Additionally, if you want to take things one step further. Then you might want to include an emergency car kit as well as keep a few additional pieces of information in mind.
Not every shelter allows pets, making it important to decide on arrangements for any animals in your home.
Accordingly, some animal shelters assist in housing pets during times of crisis. So call around to find out what your options are.
You may want to know where emergency shelters for you and your family are in advance. This will also allow you to mark the appropriate travel routes on a map. Also, don’t rely on GPS, as a natural disaster or severe storm can make tracking your location near impossible.
Lastly, don’t forget to lock your house before you leave!
The Car Kit
There are a few items you may want to keep in your car to better prepare for a disaster.
Additionally, extra blankets, batteries, booster cables and fire extinguishers are a great start.
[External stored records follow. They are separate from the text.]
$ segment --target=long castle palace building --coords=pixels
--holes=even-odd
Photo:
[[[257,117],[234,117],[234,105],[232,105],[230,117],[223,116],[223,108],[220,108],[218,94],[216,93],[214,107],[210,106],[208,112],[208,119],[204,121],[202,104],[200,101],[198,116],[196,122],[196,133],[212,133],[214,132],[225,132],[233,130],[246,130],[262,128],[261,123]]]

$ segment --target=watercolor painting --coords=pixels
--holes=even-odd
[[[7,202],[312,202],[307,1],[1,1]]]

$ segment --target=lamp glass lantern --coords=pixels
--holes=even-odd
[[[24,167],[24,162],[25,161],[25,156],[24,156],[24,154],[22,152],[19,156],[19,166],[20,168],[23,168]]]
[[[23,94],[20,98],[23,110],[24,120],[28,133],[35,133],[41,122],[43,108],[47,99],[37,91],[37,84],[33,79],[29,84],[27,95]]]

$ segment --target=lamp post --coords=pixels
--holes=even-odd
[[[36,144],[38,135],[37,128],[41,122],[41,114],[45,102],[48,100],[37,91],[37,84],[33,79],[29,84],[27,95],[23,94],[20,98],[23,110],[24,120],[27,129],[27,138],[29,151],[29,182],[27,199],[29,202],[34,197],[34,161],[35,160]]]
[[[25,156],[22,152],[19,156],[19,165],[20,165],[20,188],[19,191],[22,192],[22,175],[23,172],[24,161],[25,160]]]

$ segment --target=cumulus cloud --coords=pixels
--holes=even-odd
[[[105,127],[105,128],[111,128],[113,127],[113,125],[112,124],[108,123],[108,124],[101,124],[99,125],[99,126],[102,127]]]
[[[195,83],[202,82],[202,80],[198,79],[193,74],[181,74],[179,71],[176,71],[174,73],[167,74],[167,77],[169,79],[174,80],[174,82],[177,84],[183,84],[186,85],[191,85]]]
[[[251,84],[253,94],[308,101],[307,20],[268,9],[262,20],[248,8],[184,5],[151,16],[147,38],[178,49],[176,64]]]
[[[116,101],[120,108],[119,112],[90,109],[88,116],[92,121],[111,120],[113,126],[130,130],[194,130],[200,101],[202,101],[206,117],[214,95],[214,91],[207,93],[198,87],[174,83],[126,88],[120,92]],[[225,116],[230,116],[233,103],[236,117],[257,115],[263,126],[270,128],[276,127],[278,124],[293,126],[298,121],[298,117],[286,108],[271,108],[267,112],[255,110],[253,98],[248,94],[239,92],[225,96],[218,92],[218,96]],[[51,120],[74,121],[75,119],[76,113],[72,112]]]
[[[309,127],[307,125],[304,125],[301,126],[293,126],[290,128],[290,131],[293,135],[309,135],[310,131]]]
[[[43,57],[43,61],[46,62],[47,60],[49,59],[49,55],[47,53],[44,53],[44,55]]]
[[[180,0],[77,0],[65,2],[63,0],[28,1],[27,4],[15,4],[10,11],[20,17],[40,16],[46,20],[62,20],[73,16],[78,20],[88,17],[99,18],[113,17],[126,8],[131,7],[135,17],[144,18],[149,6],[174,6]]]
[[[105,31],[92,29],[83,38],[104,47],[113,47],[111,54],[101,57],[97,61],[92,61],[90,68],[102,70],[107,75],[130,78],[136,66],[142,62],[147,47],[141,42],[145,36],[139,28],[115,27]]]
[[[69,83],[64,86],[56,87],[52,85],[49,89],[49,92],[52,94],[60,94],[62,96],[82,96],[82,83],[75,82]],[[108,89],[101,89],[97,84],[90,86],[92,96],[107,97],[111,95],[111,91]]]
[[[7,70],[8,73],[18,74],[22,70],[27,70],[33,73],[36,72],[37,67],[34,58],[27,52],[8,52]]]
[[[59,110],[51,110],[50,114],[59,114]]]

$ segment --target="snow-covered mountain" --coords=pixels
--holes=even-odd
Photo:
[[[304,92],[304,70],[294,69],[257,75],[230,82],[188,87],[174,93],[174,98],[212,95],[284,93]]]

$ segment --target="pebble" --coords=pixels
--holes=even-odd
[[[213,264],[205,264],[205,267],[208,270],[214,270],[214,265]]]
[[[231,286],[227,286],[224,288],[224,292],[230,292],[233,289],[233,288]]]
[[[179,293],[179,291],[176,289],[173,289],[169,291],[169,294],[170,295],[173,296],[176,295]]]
You might want to keep an extra first aid kit inside of your glovebox, and possibly a few maps or flares. It also doesn’t hurt to keep a shovel in your trunk. In case your car becomes stuck in mud or debris.
Finally, disaster can strike at any moment, but you and your family can stay on top of worst case scenarios with an emergency preparedness checklist.
Furthermore, the steps and advice in this article are here to help you be prepared for any situation to the fullest of your abilities. Make sure to carefully re-read each step, and don’t wait too long to get your contingency plan in place.
There’s nothing worse than being unprepared for an emergency situation.